After Wednesday’s final, the Fiji players gathered in a circle on the field and sang their team hymn. They were worshipping God.

“We always start with our prayers and songs, and we always end with our prayers and songs,” team captain Jerry Tuwai said, via the Guardian, “and that song says that our God is a loving God, and that while we always tend to go stray from what He expects from us, He still loves us, and gives us good things.”

The 2016 Olympic team praised the Lord as well after winning the inaugural rugby sevens Olympic gold, but Tuwai said Wednesday’s win was even more special. The squad has endured quite a bit en route to the Tokyo Olympics.

As detailed by the Guardian, head coach Gareth Baber called the team into a five-day training camp the day after Easter, April 5. Two days in, their country went into lockdown due to the COVID-19 pandemic. The players and coaches have not seen their families since.

They stayed in a hostel and trained in a garage. Tuwai, at one point, tried to leave the camp because he missed his three young kids. He obviously wasn’t the only one who yearned to see his family.

“We’ve been away five months,” said Asaeli Tuivuaka after winning gold. “My father just passed away last year, he was the man who encouraged me to play rugby, and this gold medal is for him, and for my baby boy. He is one year old now, and I haven’t seen him for five months.

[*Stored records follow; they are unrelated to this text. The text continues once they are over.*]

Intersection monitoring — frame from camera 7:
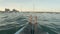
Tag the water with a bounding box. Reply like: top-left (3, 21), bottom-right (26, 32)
top-left (0, 12), bottom-right (60, 34)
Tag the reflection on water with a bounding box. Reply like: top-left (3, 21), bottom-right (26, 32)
top-left (0, 12), bottom-right (60, 34)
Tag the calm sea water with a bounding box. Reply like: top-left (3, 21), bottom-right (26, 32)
top-left (0, 12), bottom-right (60, 34)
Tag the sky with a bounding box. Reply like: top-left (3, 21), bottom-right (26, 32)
top-left (0, 0), bottom-right (60, 11)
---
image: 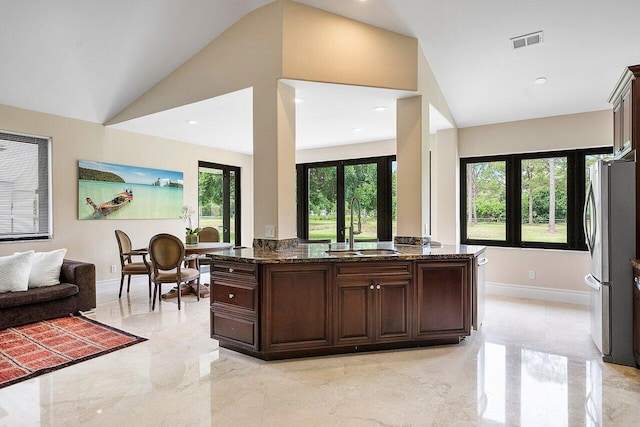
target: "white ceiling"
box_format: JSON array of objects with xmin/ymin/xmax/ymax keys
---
[{"xmin": 0, "ymin": 0, "xmax": 640, "ymax": 152}]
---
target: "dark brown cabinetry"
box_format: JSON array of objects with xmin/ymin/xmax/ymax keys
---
[
  {"xmin": 415, "ymin": 260, "xmax": 472, "ymax": 338},
  {"xmin": 261, "ymin": 264, "xmax": 333, "ymax": 354},
  {"xmin": 334, "ymin": 262, "xmax": 412, "ymax": 346},
  {"xmin": 211, "ymin": 258, "xmax": 475, "ymax": 359},
  {"xmin": 210, "ymin": 262, "xmax": 259, "ymax": 350}
]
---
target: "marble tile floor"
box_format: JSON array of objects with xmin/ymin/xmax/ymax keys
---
[{"xmin": 0, "ymin": 281, "xmax": 640, "ymax": 427}]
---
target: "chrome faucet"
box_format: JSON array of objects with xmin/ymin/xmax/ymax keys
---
[{"xmin": 347, "ymin": 196, "xmax": 362, "ymax": 249}]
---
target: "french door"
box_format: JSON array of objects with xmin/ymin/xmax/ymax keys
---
[
  {"xmin": 198, "ymin": 161, "xmax": 241, "ymax": 246},
  {"xmin": 296, "ymin": 156, "xmax": 395, "ymax": 242}
]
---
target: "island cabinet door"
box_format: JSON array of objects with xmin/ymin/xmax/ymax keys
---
[
  {"xmin": 261, "ymin": 264, "xmax": 333, "ymax": 353},
  {"xmin": 374, "ymin": 279, "xmax": 412, "ymax": 342},
  {"xmin": 415, "ymin": 259, "xmax": 472, "ymax": 339},
  {"xmin": 335, "ymin": 262, "xmax": 412, "ymax": 346},
  {"xmin": 334, "ymin": 277, "xmax": 374, "ymax": 346}
]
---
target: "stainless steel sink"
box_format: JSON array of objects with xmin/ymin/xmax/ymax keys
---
[
  {"xmin": 358, "ymin": 248, "xmax": 398, "ymax": 256},
  {"xmin": 325, "ymin": 249, "xmax": 360, "ymax": 257}
]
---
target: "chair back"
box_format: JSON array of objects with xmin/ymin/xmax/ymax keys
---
[
  {"xmin": 116, "ymin": 230, "xmax": 131, "ymax": 266},
  {"xmin": 149, "ymin": 233, "xmax": 184, "ymax": 274},
  {"xmin": 198, "ymin": 227, "xmax": 220, "ymax": 242}
]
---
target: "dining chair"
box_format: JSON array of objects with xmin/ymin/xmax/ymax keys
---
[
  {"xmin": 116, "ymin": 230, "xmax": 151, "ymax": 299},
  {"xmin": 149, "ymin": 233, "xmax": 200, "ymax": 310}
]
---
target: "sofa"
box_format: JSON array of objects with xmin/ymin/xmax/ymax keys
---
[{"xmin": 0, "ymin": 259, "xmax": 96, "ymax": 330}]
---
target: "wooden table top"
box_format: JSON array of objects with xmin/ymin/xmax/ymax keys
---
[{"xmin": 184, "ymin": 242, "xmax": 233, "ymax": 255}]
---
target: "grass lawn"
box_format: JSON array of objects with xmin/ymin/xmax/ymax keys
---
[{"xmin": 467, "ymin": 222, "xmax": 567, "ymax": 243}]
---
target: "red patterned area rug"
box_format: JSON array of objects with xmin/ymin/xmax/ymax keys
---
[{"xmin": 0, "ymin": 316, "xmax": 146, "ymax": 388}]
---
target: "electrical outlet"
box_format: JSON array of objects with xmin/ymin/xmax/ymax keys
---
[{"xmin": 264, "ymin": 225, "xmax": 276, "ymax": 237}]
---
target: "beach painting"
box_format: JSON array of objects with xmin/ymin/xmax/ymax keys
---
[{"xmin": 78, "ymin": 160, "xmax": 183, "ymax": 220}]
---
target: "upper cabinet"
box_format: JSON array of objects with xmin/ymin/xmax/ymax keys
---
[{"xmin": 609, "ymin": 65, "xmax": 640, "ymax": 159}]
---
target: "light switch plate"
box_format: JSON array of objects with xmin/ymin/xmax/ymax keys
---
[{"xmin": 264, "ymin": 225, "xmax": 276, "ymax": 237}]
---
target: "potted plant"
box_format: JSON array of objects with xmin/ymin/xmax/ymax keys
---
[{"xmin": 180, "ymin": 205, "xmax": 201, "ymax": 245}]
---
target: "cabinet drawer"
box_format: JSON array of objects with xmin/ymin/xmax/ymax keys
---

I didn’t even get to kiss him goodbye when I left, it is tough for me…” Tuivaka stopped speaking, and started crying.

By the time the players fly home and complete a quarantine, Coach Baber says they won’t have seen their families for 20 weeks.

Previously, some of the younger players had never been out of Fiji or on a plane. En route to Japan, the team flew over on a cargo flight along with a few dozen crates full of frozen fish. But the whole ordeal served as bonding time.

“A lot of these guys are learning to be away from their families, learning to be overseas, but if you do it right, that does create a unity,” Baber told the Guardian. “You won’t find a tighter group of people than this team.”

And after capturing Olympic gold, they immediately turned to praising God.

In the bronze-medal match earlier Wednesday, Argentina topped Great Britain. In the fifth-place match, the United States fell to South Africa.